I’d been building the pipeline ahead of the models. Complexity that pushed the current model to its limits became the next model’s comfort zone. Things that barely worked with Sonnet ran easily with Opus. The pipeline and the model improved at the same time, and they compounded.

Near-zero time to value. The infrastructure you build today for a model that can barely handle it becomes the thing that makes the next model sing.
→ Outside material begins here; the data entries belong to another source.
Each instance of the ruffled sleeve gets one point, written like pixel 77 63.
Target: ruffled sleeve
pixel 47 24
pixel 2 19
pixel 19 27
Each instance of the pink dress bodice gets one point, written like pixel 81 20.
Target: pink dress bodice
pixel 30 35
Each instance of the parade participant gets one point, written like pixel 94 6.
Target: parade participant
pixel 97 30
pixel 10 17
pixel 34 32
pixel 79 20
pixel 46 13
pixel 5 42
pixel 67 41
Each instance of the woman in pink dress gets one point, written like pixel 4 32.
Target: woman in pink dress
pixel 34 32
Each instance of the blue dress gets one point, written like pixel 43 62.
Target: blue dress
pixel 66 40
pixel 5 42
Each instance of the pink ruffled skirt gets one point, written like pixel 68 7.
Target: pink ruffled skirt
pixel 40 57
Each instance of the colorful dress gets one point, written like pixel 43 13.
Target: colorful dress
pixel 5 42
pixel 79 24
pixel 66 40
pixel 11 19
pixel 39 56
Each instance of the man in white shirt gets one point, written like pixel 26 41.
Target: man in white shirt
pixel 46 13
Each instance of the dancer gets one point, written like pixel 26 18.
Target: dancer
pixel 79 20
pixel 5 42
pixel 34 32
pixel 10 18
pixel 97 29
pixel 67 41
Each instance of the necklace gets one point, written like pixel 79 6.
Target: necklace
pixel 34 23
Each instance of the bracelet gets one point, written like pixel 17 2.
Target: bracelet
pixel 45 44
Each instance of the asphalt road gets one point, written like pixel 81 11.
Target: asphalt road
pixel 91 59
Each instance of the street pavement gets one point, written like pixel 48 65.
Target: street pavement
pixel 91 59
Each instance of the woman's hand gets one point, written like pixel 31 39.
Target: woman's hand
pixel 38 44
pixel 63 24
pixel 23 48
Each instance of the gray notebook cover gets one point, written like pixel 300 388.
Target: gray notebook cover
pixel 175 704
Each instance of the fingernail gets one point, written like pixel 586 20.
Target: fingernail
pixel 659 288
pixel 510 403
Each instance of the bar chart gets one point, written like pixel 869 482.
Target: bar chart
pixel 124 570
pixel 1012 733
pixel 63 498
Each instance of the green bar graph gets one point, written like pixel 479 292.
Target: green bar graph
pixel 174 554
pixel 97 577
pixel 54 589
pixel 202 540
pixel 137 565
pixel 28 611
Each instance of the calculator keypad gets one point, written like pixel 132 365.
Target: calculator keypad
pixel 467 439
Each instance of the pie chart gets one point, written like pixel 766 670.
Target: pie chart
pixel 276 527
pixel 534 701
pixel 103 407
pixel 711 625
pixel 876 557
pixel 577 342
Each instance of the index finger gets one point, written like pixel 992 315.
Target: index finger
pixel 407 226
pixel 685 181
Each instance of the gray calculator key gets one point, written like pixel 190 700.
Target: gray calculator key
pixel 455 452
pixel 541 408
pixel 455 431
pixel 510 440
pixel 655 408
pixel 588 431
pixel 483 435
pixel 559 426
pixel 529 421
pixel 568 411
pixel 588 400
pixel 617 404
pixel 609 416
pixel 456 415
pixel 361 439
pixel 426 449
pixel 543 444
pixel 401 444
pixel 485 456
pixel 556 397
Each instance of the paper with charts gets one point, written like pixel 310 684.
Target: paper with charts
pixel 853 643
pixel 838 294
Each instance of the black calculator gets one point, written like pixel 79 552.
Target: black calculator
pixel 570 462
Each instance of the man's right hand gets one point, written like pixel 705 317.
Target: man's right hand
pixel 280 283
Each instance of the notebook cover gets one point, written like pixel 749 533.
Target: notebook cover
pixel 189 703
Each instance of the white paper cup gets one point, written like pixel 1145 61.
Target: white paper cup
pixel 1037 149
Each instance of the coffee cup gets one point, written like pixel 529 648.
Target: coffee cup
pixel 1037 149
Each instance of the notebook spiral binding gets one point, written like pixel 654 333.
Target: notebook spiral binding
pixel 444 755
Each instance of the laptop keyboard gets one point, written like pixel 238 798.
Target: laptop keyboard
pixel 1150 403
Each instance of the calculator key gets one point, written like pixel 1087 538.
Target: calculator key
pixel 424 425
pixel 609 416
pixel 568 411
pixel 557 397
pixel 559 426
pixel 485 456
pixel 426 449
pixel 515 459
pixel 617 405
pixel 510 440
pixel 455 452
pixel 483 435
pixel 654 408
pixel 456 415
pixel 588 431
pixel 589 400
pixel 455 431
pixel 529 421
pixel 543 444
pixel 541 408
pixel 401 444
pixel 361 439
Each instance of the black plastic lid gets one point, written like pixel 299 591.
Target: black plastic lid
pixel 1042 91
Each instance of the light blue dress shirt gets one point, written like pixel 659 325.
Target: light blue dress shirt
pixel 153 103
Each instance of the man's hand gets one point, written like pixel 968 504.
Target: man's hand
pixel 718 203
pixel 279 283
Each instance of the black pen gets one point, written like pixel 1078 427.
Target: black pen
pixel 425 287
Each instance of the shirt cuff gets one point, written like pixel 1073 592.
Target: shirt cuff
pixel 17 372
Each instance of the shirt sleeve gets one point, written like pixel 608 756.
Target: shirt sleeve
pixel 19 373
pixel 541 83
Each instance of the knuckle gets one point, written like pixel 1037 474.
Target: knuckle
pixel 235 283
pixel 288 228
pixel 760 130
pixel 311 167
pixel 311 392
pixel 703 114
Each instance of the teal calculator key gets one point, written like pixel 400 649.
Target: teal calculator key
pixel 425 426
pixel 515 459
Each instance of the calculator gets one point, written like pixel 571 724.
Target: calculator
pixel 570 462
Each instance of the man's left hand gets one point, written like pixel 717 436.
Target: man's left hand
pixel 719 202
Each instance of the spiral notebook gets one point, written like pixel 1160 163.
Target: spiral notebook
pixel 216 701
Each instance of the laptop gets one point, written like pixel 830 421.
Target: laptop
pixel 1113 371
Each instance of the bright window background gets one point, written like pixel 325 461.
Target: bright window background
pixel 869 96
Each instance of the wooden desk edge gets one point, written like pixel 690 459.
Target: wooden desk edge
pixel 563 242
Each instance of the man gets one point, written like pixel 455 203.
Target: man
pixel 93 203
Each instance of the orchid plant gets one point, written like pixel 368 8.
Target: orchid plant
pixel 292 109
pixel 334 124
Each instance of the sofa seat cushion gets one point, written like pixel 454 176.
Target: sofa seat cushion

If you wait until the model is ready, you lose the compounding.

Here’s what I know after six months and three hundred and fifty-one pull requests.

AI-generated code quality depends on two things. The model and the pipeline. Neither one alone explains the improvement.

October: basic rules, older model. Almost one critical per PR. March: twelve-step pipeline, better model. One critical for every fourteen PRs.

The improvement came from four things, in order of how well they work.

Hard constraints. Lint rules, build gates, type checking. Things that make wrong code fail to compile. The most effective because the agent literally cannot produce code that violates them.

Agent context. Modules and standards documents that make the right code easier to generate than the wrong code.

Review layers. Plan review before coding, code review after, testing after that. These catch what the constraints miss.

Workflow automation. Commands that handle the boring stuff so the agent doesn’t forget. Commit, push, open a PR, sync documentation.

Every category that improved has a hard constraint behind it. Every category that didn’t is missing one.

My grandmother’s kitchen. The Formica counters. The knives in the same drawer every time.

She didn’t think about the kitchen. She thought about the food. The kitchen was just good plumbing that let her cook.

That’s the pipeline. Good plumbing. The AI writes the code. I build the kitchen around it. Every month, the food gets a little better.

Except for plating. Plating is still hard.

Three hundred and fifty-one pull requests. Every component, every hook, every edge function. Written by an AI agent. Reviewed by twelve automated agents. Governed by a twelve-step pipeline.

The human’s job was the plumbing. And sometimes, apparently, remembering to use it.